Students in my new course, African American History since 1865, just finished reading and discussing excerpts from The Souls of Black Folk, W.E.B. Du Bois's pathbreaking 1903 anthology, "part prose poem, part sociological tract, part memoir, part manifesto." I never tire of this work, and am constantly astonished at how fresh and incisive it remains more than a century after its first publication. Indeed, the title of this blog, Strivings, is an hommage to Du Bois and Souls, taken from the title of its first essay, "Of Our Spiritual Strivings."
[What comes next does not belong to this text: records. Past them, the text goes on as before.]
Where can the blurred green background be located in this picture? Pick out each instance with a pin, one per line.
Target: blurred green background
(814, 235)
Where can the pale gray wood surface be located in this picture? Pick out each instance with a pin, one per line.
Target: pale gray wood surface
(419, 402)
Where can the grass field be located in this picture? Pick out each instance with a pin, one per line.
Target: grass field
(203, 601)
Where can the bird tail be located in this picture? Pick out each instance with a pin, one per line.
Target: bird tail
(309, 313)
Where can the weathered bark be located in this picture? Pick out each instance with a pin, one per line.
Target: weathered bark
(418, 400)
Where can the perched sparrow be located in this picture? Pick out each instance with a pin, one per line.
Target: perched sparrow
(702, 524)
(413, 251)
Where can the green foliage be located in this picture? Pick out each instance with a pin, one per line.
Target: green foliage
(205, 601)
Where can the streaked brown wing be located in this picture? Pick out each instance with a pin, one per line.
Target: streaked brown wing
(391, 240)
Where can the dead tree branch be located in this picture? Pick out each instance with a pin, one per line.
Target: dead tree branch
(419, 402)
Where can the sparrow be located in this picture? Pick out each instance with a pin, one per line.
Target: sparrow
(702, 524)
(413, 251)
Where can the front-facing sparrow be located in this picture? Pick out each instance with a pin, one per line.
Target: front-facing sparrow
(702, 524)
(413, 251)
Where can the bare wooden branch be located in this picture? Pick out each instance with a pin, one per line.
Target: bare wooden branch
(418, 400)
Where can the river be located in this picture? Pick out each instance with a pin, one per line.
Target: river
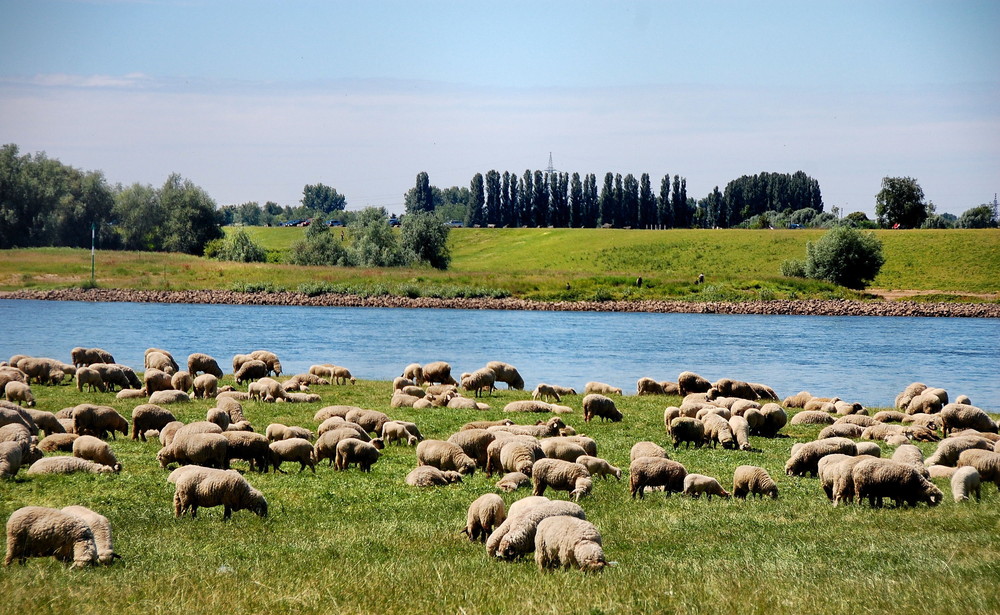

Now I read that Yale University Press has just published a very inexpensive ($7.95, paper) reprint of the first edition with a new, 30-page introduction and critical assessment by Jonathan Scott Holloway, a fine scholar of African American intellectual and cultural history. You can find it here at the press's site. Kudos to Prof. Holloway, whose earlier work I was already impressed with, for this excellent addition to the scholarship on Du Bois and Souls. It has just completely ruined my morning plans for the office, but satisfied me in other more important ways. Holloway makes a powerful argument for the continued relevance of this seminal work:
Even while we must place Du Bois’s ideas in their proper historical context, we will find many as relevant today as at the time of their first publication. His insights into the nation’s psyche tell us as much about our present as they do about the past. His deft interpretation of how social fundamentals—education, labor, violence—“colored” his world needs little updating. Put another way, The Souls of Black Folk demonstrates that this country has yet to solve the racial riddles that are written into the nation’s founding documents, ideologies, and practices. W. E. B. Du Bois, the brilliant son of Great Barrington, Massachusetts, the agitator of the nation’s conscience, the citizen of Ghana, still speaks to us, to our condition, and to our humanity. It is critical that we listen.
My new copy is on its way!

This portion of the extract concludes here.